Road - class 3 togher, Derrynagran, Co. Longford
Co. Longford |
Roads & Tracks
In a bog in County Longford, beneath layers of peat, lies the remains of a road built not from stone or gravel but from carefully arranged wood.
This is a togher, an ancient Irish term for a trackway laid across wet or boggy ground, and the one recorded at Derrynagran is a particularly considered piece of construction. At 1.7 metres wide and surviving to a depth of 0.45 metres, it is modest in scale but intricate in its making.

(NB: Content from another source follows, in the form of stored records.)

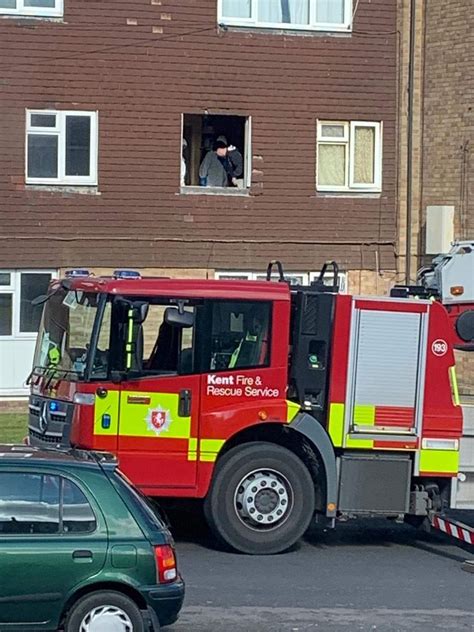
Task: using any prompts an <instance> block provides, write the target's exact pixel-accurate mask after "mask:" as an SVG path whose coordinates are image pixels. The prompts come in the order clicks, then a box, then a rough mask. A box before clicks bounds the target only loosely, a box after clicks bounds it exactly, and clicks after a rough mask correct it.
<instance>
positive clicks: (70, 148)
mask: <svg viewBox="0 0 474 632" xmlns="http://www.w3.org/2000/svg"><path fill="white" fill-rule="evenodd" d="M0 1H1V0H0ZM97 118H98V115H97V112H81V111H55V110H28V111H27V112H26V182H27V183H28V184H70V185H95V184H97V151H98V148H97V145H98V137H97V134H98V130H97Z"/></svg>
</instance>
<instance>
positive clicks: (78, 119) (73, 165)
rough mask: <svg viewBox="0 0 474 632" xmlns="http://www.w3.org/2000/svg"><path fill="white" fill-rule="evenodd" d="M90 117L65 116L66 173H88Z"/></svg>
mask: <svg viewBox="0 0 474 632" xmlns="http://www.w3.org/2000/svg"><path fill="white" fill-rule="evenodd" d="M90 144H91V119H90V117H89V116H67V117H66V175H67V176H88V175H90V155H91V151H90Z"/></svg>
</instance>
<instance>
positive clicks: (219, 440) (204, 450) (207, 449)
mask: <svg viewBox="0 0 474 632" xmlns="http://www.w3.org/2000/svg"><path fill="white" fill-rule="evenodd" d="M224 443H225V440H224V439H201V441H200V442H199V449H200V450H201V452H219V450H220V449H221V448H222V446H223V445H224Z"/></svg>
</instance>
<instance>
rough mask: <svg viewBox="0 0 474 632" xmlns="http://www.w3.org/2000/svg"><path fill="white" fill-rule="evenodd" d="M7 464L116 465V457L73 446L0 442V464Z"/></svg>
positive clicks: (89, 465) (99, 466)
mask: <svg viewBox="0 0 474 632" xmlns="http://www.w3.org/2000/svg"><path fill="white" fill-rule="evenodd" d="M6 462H8V464H9V465H12V464H15V465H25V464H26V463H28V464H32V463H36V464H37V465H67V466H70V465H72V466H75V467H76V466H79V467H94V468H98V467H100V466H105V467H113V468H115V467H116V466H117V460H116V458H115V457H114V456H113V455H112V454H110V453H108V452H92V451H86V450H77V449H74V448H68V449H64V450H62V449H58V448H36V447H34V446H29V445H23V444H0V466H1V465H2V464H4V463H6Z"/></svg>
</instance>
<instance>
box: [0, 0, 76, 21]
mask: <svg viewBox="0 0 474 632" xmlns="http://www.w3.org/2000/svg"><path fill="white" fill-rule="evenodd" d="M54 4H55V6H54V8H52V9H51V8H48V7H25V2H24V0H16V8H15V9H5V8H1V7H0V15H21V16H26V17H44V18H57V17H62V16H63V15H64V0H55V3H54Z"/></svg>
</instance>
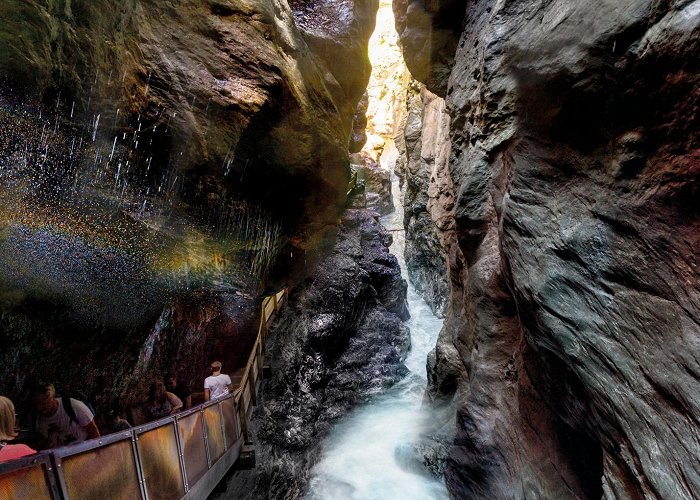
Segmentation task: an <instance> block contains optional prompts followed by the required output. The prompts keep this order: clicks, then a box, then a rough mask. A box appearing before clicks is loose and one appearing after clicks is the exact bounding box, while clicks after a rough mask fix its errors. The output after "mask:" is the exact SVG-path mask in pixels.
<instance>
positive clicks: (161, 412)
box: [146, 377, 183, 420]
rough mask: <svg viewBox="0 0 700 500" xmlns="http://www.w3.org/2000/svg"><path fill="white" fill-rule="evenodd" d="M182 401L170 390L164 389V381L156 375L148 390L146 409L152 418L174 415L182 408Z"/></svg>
mask: <svg viewBox="0 0 700 500" xmlns="http://www.w3.org/2000/svg"><path fill="white" fill-rule="evenodd" d="M182 406H183V405H182V401H181V400H180V398H178V397H177V396H176V395H175V394H173V393H172V392H168V391H166V390H165V383H164V381H163V379H162V378H161V377H156V379H155V381H154V382H153V384H151V387H150V389H149V390H148V404H147V405H146V409H147V410H148V414H149V415H150V416H151V418H152V419H154V420H156V419H159V418H163V417H167V416H169V415H174V414H175V413H177V412H179V411H180V410H181V409H182Z"/></svg>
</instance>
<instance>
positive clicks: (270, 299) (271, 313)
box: [263, 298, 275, 323]
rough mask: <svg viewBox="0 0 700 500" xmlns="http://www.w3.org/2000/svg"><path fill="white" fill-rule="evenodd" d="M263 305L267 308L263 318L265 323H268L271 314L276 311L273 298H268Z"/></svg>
mask: <svg viewBox="0 0 700 500" xmlns="http://www.w3.org/2000/svg"><path fill="white" fill-rule="evenodd" d="M263 307H264V309H265V314H264V317H263V320H264V321H265V323H267V322H268V321H269V319H270V316H272V313H273V312H275V304H274V302H273V301H272V300H271V299H269V298H268V299H267V302H266V303H265V305H264V306H263Z"/></svg>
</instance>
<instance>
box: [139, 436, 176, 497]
mask: <svg viewBox="0 0 700 500" xmlns="http://www.w3.org/2000/svg"><path fill="white" fill-rule="evenodd" d="M138 447H139V456H140V457H141V469H142V470H143V478H144V481H145V485H146V492H147V493H148V499H149V500H167V499H170V498H180V497H182V496H183V495H184V494H185V483H184V480H183V477H182V470H181V468H180V457H179V456H178V451H177V438H176V436H175V426H174V425H173V424H168V425H164V426H162V427H158V428H156V429H152V430H150V431H147V432H144V433H143V434H140V435H139V440H138Z"/></svg>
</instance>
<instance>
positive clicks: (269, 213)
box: [0, 0, 377, 399]
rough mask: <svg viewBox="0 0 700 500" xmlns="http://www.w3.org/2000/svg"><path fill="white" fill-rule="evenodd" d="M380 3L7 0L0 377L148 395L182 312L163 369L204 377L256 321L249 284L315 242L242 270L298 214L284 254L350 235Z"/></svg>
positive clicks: (13, 388)
mask: <svg viewBox="0 0 700 500" xmlns="http://www.w3.org/2000/svg"><path fill="white" fill-rule="evenodd" d="M376 10H377V3H376V2H375V1H364V0H361V1H347V0H324V1H316V2H313V3H311V2H290V3H287V2H283V1H278V0H265V1H263V2H248V1H245V0H240V1H239V0H233V1H219V0H210V1H205V2H199V1H187V0H186V1H180V2H141V1H139V0H127V1H115V0H100V1H82V0H78V1H72V2H38V1H26V2H25V1H22V2H16V1H6V2H3V4H2V5H0V18H1V19H2V22H1V23H0V46H2V50H1V51H0V125H1V126H0V147H1V149H2V152H1V153H0V155H1V156H0V252H2V254H3V255H2V256H0V263H1V264H2V265H0V330H1V332H2V333H0V340H2V341H3V342H2V344H3V345H4V346H12V348H11V349H10V350H8V351H6V352H3V353H2V356H1V359H2V362H3V366H5V367H6V370H5V372H4V373H3V375H2V376H1V377H0V392H2V393H3V394H8V395H10V396H12V397H14V395H18V397H21V395H22V394H23V392H25V391H26V382H27V378H28V377H29V376H33V375H35V374H37V375H39V376H41V377H42V378H53V379H54V380H55V381H56V382H57V383H58V384H59V385H62V386H63V387H66V386H73V385H80V386H81V388H82V389H83V390H85V392H88V393H92V392H93V391H95V396H97V393H99V392H102V391H105V393H108V397H110V398H111V397H114V396H115V395H118V394H122V390H123V389H124V388H125V387H126V386H128V387H129V389H125V390H126V393H127V395H126V396H124V397H127V398H129V399H133V398H135V397H137V396H136V395H135V394H134V393H135V392H138V389H133V390H132V389H131V388H132V387H133V384H135V383H137V382H138V381H135V380H134V379H133V377H134V372H133V371H130V370H131V369H133V367H134V366H135V365H136V363H137V360H138V356H139V353H140V352H142V351H143V350H148V349H149V348H151V347H153V346H152V345H149V343H150V342H151V340H152V337H153V335H154V334H155V333H156V332H155V330H157V329H158V328H160V327H161V326H162V323H163V322H167V323H168V325H170V326H169V327H168V328H169V329H170V330H168V332H169V333H168V332H165V331H164V332H161V333H163V335H162V336H161V337H160V340H159V341H158V346H157V349H156V354H157V353H158V352H160V353H161V354H159V355H157V356H156V357H155V358H154V359H152V360H150V361H149V362H148V363H147V365H148V367H147V369H144V371H143V372H142V373H141V372H140V373H141V375H143V376H144V378H145V379H148V378H149V377H150V376H151V374H153V373H156V372H159V371H162V370H167V369H170V368H173V367H174V366H172V365H178V366H182V365H183V364H185V363H186V362H189V364H190V365H193V366H196V367H197V368H196V369H194V368H193V370H192V373H191V374H190V373H189V372H188V373H186V374H185V375H184V376H186V377H188V378H189V377H190V376H191V377H193V378H199V377H200V375H201V373H200V371H199V370H200V368H201V367H203V366H205V364H206V363H207V362H209V360H208V359H207V358H208V357H210V356H213V355H214V353H215V352H218V350H217V348H216V347H215V346H212V342H213V343H217V342H218V340H215V339H217V338H219V337H218V336H219V334H222V335H224V336H226V335H228V333H231V330H232V329H233V330H236V329H237V328H239V327H240V328H241V329H242V331H241V332H239V333H241V334H243V332H247V331H248V327H249V326H250V325H248V323H247V320H248V319H249V318H248V317H247V313H246V312H245V311H242V310H241V311H238V312H237V313H235V314H234V312H232V311H233V310H234V309H236V308H238V307H239V305H240V296H236V295H235V294H234V293H233V292H234V291H235V290H240V291H243V292H248V293H250V294H251V295H253V296H257V294H258V292H259V291H260V290H261V289H263V288H265V287H266V286H268V285H269V284H270V283H274V282H282V281H284V279H285V278H286V277H288V274H284V273H289V272H290V271H289V270H290V269H291V268H293V267H294V266H296V265H297V263H298V262H299V260H301V259H299V260H294V259H293V258H291V257H290V258H289V260H288V261H287V260H285V261H284V262H279V266H278V267H279V268H280V269H282V271H281V272H278V273H277V274H276V275H275V276H273V277H270V275H269V274H267V275H266V276H265V277H262V273H261V275H260V276H257V277H256V278H255V279H253V280H247V281H246V280H237V279H230V278H232V274H235V269H233V268H235V267H236V266H239V265H244V266H245V267H247V268H248V270H250V269H252V268H253V267H254V266H253V265H249V264H250V261H249V258H251V259H255V255H256V254H258V253H259V252H260V249H263V248H266V249H272V248H277V249H279V247H280V246H281V245H278V243H279V241H277V239H276V238H270V237H271V236H272V235H273V233H275V232H277V230H278V229H279V227H284V232H285V235H284V237H283V239H284V242H283V243H282V245H284V244H286V247H285V252H282V255H284V257H285V259H286V256H287V255H294V256H298V255H302V256H306V255H309V256H310V255H312V254H313V253H314V252H316V253H321V252H322V250H323V248H322V247H323V244H328V242H329V241H332V238H331V237H330V236H329V235H331V234H332V233H333V225H334V224H335V223H336V221H337V217H338V214H339V213H340V211H341V210H342V207H343V203H344V202H345V195H346V189H347V187H346V186H347V180H348V175H349V169H348V168H347V144H348V140H349V137H350V131H351V126H352V120H353V114H354V112H355V109H356V105H357V103H358V100H359V99H360V97H361V96H362V94H363V92H364V90H365V87H366V85H367V80H368V78H369V73H370V66H369V62H368V60H367V56H366V45H367V40H368V39H369V36H370V34H371V32H372V28H373V24H374V19H373V16H374V13H375V12H376ZM339 52H341V53H342V57H338V53H339ZM81 147H82V149H81ZM77 152H79V153H80V154H78V153H77ZM15 174H16V175H15ZM95 179H97V180H98V181H100V180H102V181H104V182H98V181H95V182H93V180H95ZM83 184H85V185H86V187H85V189H83V188H82V186H83ZM127 184H128V186H127ZM71 186H80V189H79V190H77V191H76V193H77V195H76V196H74V197H73V198H71V197H70V196H69V195H68V194H67V193H69V192H70V190H71ZM76 199H77V201H76ZM239 205H245V206H247V207H253V206H255V207H259V208H261V210H262V211H264V212H265V213H266V214H267V216H269V217H268V218H267V219H266V220H263V218H256V217H250V218H248V217H247V215H250V214H247V215H242V214H241V213H237V212H236V210H233V208H234V207H236V206H239ZM272 220H274V222H272ZM232 221H233V222H234V225H235V224H236V221H243V227H244V228H245V229H244V230H243V231H242V233H245V236H244V239H246V240H247V241H245V242H243V243H242V244H238V242H235V243H234V242H232V241H231V240H228V243H227V239H228V238H229V237H230V236H231V235H232V234H233V233H235V232H236V230H235V229H234V228H232V227H231V225H230V223H231V222H232ZM256 232H258V234H264V238H260V239H259V240H260V241H262V239H265V242H264V243H262V244H261V245H258V246H257V247H256V243H255V242H254V241H253V240H254V239H255V238H254V237H253V233H256ZM290 234H291V235H293V237H290V238H286V237H287V236H289V235H290ZM205 247H206V248H205ZM234 247H235V248H234ZM277 255H278V254H277ZM232 257H233V258H232ZM309 259H310V260H311V258H309ZM205 268H206V269H205ZM232 271H233V272H232ZM246 272H247V271H246ZM202 273H204V274H206V276H202ZM251 274H252V273H251ZM196 275H199V277H196ZM200 278H202V279H200ZM258 278H259V279H258ZM277 279H278V280H277ZM266 280H267V282H265V281H266ZM275 280H277V281H275ZM244 281H245V282H244ZM221 290H224V292H221ZM251 290H252V291H251ZM219 292H221V293H219ZM202 297H205V298H206V300H205V299H203V298H202ZM257 302H258V301H257V299H255V300H252V301H251V303H250V304H249V305H250V307H251V310H253V311H255V310H257V308H258V304H257ZM188 309H191V310H190V311H189V312H188V311H187V310H188ZM188 314H190V315H191V317H192V318H193V319H192V321H193V322H198V323H196V324H187V321H185V320H184V319H183V318H186V317H187V315H188ZM159 315H160V318H159ZM232 315H233V316H232ZM236 315H238V316H236ZM234 316H235V317H234ZM173 322H174V323H173ZM219 323H221V324H219ZM234 323H235V326H232V325H233V324H234ZM239 323H240V324H239ZM173 324H175V325H176V326H175V327H173ZM154 325H155V327H154ZM171 327H172V328H171ZM254 329H255V328H254V327H252V328H251V329H250V331H253V330H254ZM227 332H228V333H227ZM166 333H167V335H166ZM240 340H241V344H240V345H237V346H236V347H235V348H236V350H240V351H245V352H247V349H248V345H247V341H248V339H247V338H245V339H240ZM233 344H235V342H233V343H231V344H227V345H228V348H231V347H232V345H233ZM217 345H218V344H217ZM212 349H213V350H212ZM188 357H189V358H188ZM223 357H224V359H227V358H230V363H234V364H235V362H236V361H235V360H234V359H233V358H235V357H236V354H232V355H228V356H223ZM54 358H55V359H56V362H55V363H53V364H52V366H41V365H42V364H40V363H36V362H34V361H30V360H37V359H43V360H51V359H54ZM76 359H79V360H80V362H79V363H76ZM187 360H189V361H187ZM29 364H31V365H32V368H31V369H30V370H28V372H31V373H25V372H27V370H25V369H24V368H22V366H23V365H29ZM229 366H230V365H229ZM187 368H189V367H187ZM98 370H101V371H104V372H105V373H107V375H104V376H103V375H101V374H100V373H97V371H98ZM186 371H188V370H186ZM35 372H37V373H35ZM143 382H144V383H146V384H147V383H148V382H147V380H145V381H143ZM197 385H199V382H197ZM91 395H92V394H91ZM105 397H107V396H105Z"/></svg>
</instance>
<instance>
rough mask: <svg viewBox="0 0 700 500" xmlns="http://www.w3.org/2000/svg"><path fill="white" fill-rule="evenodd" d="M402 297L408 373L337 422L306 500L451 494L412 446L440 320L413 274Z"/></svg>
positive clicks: (427, 409) (385, 219)
mask: <svg viewBox="0 0 700 500" xmlns="http://www.w3.org/2000/svg"><path fill="white" fill-rule="evenodd" d="M386 152H387V150H385V153H386ZM391 156H392V155H391V154H385V155H383V156H382V159H383V160H384V161H383V162H382V163H385V162H391V163H393V159H392V158H391ZM383 166H386V165H383ZM392 190H393V198H394V206H395V207H396V211H395V212H394V213H392V214H390V215H388V216H386V217H384V218H383V219H382V222H383V224H384V226H385V227H387V228H388V229H389V230H390V231H392V235H393V236H394V242H393V244H392V245H391V247H390V250H391V252H392V253H393V254H394V255H396V257H397V258H398V260H399V264H400V265H401V268H402V272H403V273H404V277H405V271H404V270H405V257H404V248H405V241H404V233H403V204H402V203H401V199H400V193H399V186H398V179H396V178H394V179H393V182H392ZM407 298H408V309H409V312H410V313H411V318H410V319H409V320H408V321H407V326H408V327H409V328H410V330H411V350H410V351H409V353H408V356H407V358H406V360H405V364H406V366H407V367H408V369H409V370H410V373H409V374H408V375H407V376H406V377H405V378H404V379H403V380H402V381H400V382H399V383H398V384H396V385H395V386H394V387H392V388H391V389H389V390H388V391H386V392H385V393H384V394H380V395H378V396H376V397H375V398H374V399H373V400H371V401H369V402H368V403H366V404H364V405H362V406H359V407H357V408H356V409H355V410H354V411H353V412H351V413H350V414H349V415H347V416H346V417H345V418H343V419H342V420H341V421H339V422H338V423H337V424H336V425H335V427H334V428H333V430H332V431H331V433H330V434H329V436H328V437H327V438H326V440H325V442H324V444H323V454H322V458H321V460H320V462H319V463H318V464H317V465H316V466H315V467H314V468H313V469H312V471H311V475H312V477H311V481H310V489H309V493H308V495H307V499H309V500H322V499H329V500H330V499H341V498H342V499H357V500H360V499H362V500H371V499H377V500H379V499H381V500H389V499H402V500H404V499H443V498H448V496H447V492H446V489H445V485H444V482H443V480H442V479H441V478H440V479H438V478H435V477H433V476H431V475H429V474H428V472H427V471H426V470H425V469H424V468H423V467H422V466H421V464H420V462H419V460H420V457H419V455H418V454H417V453H416V452H415V451H414V444H415V443H416V442H417V441H418V440H419V439H420V437H421V435H422V433H423V432H425V429H427V428H428V425H426V424H427V423H428V422H430V420H431V415H430V412H429V409H427V408H426V409H425V410H424V409H423V408H422V401H423V393H424V391H425V387H426V381H427V380H426V366H425V364H426V356H427V354H428V352H429V351H430V350H431V349H433V348H434V347H435V343H436V341H437V336H438V333H439V331H440V328H441V327H442V320H441V319H439V318H437V317H436V316H435V315H434V314H433V313H432V311H431V310H430V308H429V307H428V305H427V304H426V303H425V301H424V300H423V299H422V298H421V297H420V296H419V295H418V293H417V292H416V290H415V288H414V287H413V286H412V285H411V284H410V281H409V284H408V297H407Z"/></svg>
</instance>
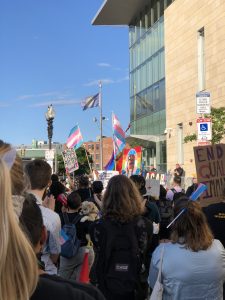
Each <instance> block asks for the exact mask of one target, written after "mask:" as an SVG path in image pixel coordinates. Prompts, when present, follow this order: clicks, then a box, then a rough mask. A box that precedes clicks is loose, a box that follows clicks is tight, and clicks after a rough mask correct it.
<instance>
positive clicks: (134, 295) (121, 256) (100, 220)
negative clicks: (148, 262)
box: [90, 175, 153, 300]
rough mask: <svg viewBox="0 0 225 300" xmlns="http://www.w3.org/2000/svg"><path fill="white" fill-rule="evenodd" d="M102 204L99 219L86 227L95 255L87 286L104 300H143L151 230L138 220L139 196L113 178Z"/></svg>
mask: <svg viewBox="0 0 225 300" xmlns="http://www.w3.org/2000/svg"><path fill="white" fill-rule="evenodd" d="M102 202H103V204H102V216H103V217H102V218H101V219H100V220H98V221H96V222H95V223H94V224H93V225H91V226H90V236H91V240H92V242H93V244H94V251H95V261H94V264H93V267H92V270H91V282H92V283H94V284H96V285H97V286H98V288H99V289H100V290H101V291H102V293H103V294H104V295H105V297H106V299H107V300H115V299H117V300H120V299H122V300H128V299H129V300H134V299H145V298H146V295H143V294H142V293H143V291H142V288H141V287H140V284H141V276H142V275H143V273H144V271H145V269H146V268H147V266H144V264H145V261H146V256H147V255H148V253H149V249H150V243H151V238H152V232H153V226H152V223H151V222H150V221H149V220H147V219H146V218H144V217H142V216H141V215H142V213H143V209H144V207H143V201H142V198H141V196H140V193H139V192H138V190H137V188H136V186H135V184H134V183H133V182H132V181H131V180H130V179H129V178H127V177H126V176H124V175H117V176H114V177H112V178H111V179H110V180H109V183H108V186H107V188H106V191H105V193H104V196H103V201H102ZM140 274H141V275H140ZM142 277H143V276H142ZM135 296H138V297H137V298H135Z"/></svg>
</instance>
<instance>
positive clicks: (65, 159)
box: [62, 149, 79, 173]
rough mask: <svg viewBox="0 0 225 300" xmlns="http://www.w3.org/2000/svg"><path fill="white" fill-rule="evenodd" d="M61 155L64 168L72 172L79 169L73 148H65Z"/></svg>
mask: <svg viewBox="0 0 225 300" xmlns="http://www.w3.org/2000/svg"><path fill="white" fill-rule="evenodd" d="M62 156H63V160H64V165H65V168H66V170H67V171H68V172H69V173H72V172H74V171H76V170H78V169H79V164H78V161H77V155H76V152H75V150H74V149H66V150H65V151H63V152H62Z"/></svg>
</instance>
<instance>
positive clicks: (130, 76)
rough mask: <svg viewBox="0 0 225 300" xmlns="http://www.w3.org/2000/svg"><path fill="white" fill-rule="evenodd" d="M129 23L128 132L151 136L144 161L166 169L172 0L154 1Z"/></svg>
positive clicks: (145, 150) (158, 0)
mask: <svg viewBox="0 0 225 300" xmlns="http://www.w3.org/2000/svg"><path fill="white" fill-rule="evenodd" d="M149 2H150V4H149V5H148V6H146V7H144V8H143V10H142V11H140V12H138V13H137V15H136V17H135V18H134V20H133V21H132V24H130V25H129V51H130V121H131V135H134V136H135V135H136V136H140V135H148V136H149V137H150V136H154V139H153V141H152V142H153V143H152V142H151V143H149V147H146V143H145V150H144V151H143V156H145V164H146V165H150V164H154V165H157V167H158V169H160V170H162V171H165V170H166V141H165V138H164V136H163V134H164V131H165V128H166V112H165V50H164V18H163V14H164V10H165V8H167V6H168V5H170V4H171V2H172V1H171V0H154V1H149ZM157 138H158V139H157Z"/></svg>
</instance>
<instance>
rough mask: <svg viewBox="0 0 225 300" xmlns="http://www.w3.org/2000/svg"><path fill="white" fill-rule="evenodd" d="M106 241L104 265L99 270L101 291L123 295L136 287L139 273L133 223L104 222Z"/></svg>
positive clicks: (137, 281) (137, 248)
mask: <svg viewBox="0 0 225 300" xmlns="http://www.w3.org/2000/svg"><path fill="white" fill-rule="evenodd" d="M104 222H105V225H106V226H105V228H106V239H105V241H104V246H105V247H103V248H104V249H102V250H103V251H102V253H100V255H102V258H101V257H100V260H102V259H103V257H104V259H103V261H104V263H103V264H102V268H101V270H99V271H100V272H101V273H100V277H101V278H102V282H101V283H100V285H102V288H103V290H106V291H108V292H112V293H116V294H120V295H124V294H127V293H130V292H133V291H134V290H135V289H136V287H137V282H138V280H139V274H140V271H141V258H140V257H141V254H140V250H139V246H138V237H137V232H136V230H135V225H136V224H135V222H130V223H126V224H121V223H120V224H119V223H114V222H111V221H106V220H105V221H104Z"/></svg>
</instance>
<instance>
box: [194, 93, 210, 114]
mask: <svg viewBox="0 0 225 300" xmlns="http://www.w3.org/2000/svg"><path fill="white" fill-rule="evenodd" d="M196 111H197V114H211V100H210V93H209V92H198V93H196Z"/></svg>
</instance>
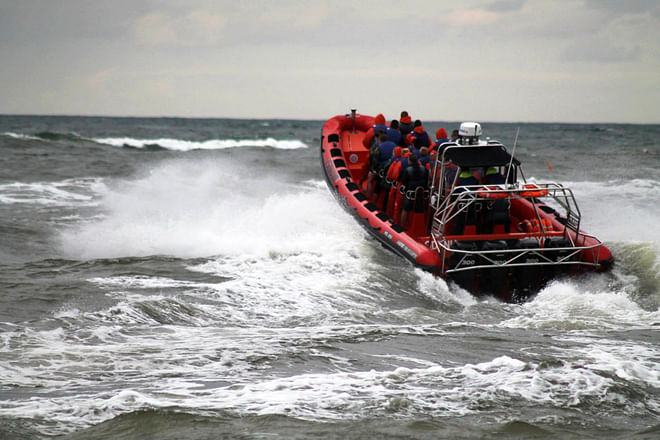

The trackway runs on a northwest to southeast orientation and is built up from five superimposed layers, alternating between longitudinal and transverse roundwood, with thinner brushwood packed in between. The roundwood timbers average about ten centimetres in diameter, the brushwood around five. This kind of layering was a practical solution to a real engineering problem: soft, waterlogged ground that would swallow an ordinary path. By stacking timber in opposing directions, builders distributed weight and resisted the shifting of the surface underfoot. The species identified in the Derrynagran togher include ash, oak, and birch, all trees that would have been readily available in early Irish woodland. One birch rod was dressed along its entire length, meaning it was deliberately shaped or smoothed, a small but telling detail that suggests deliberate craft rather than rough improvisation. Toghers of this kind are found across the Irish midlands, where extensive boglands made overland movement difficult for much of the year, and they range in date across several thousand years of Irish prehistory and early history.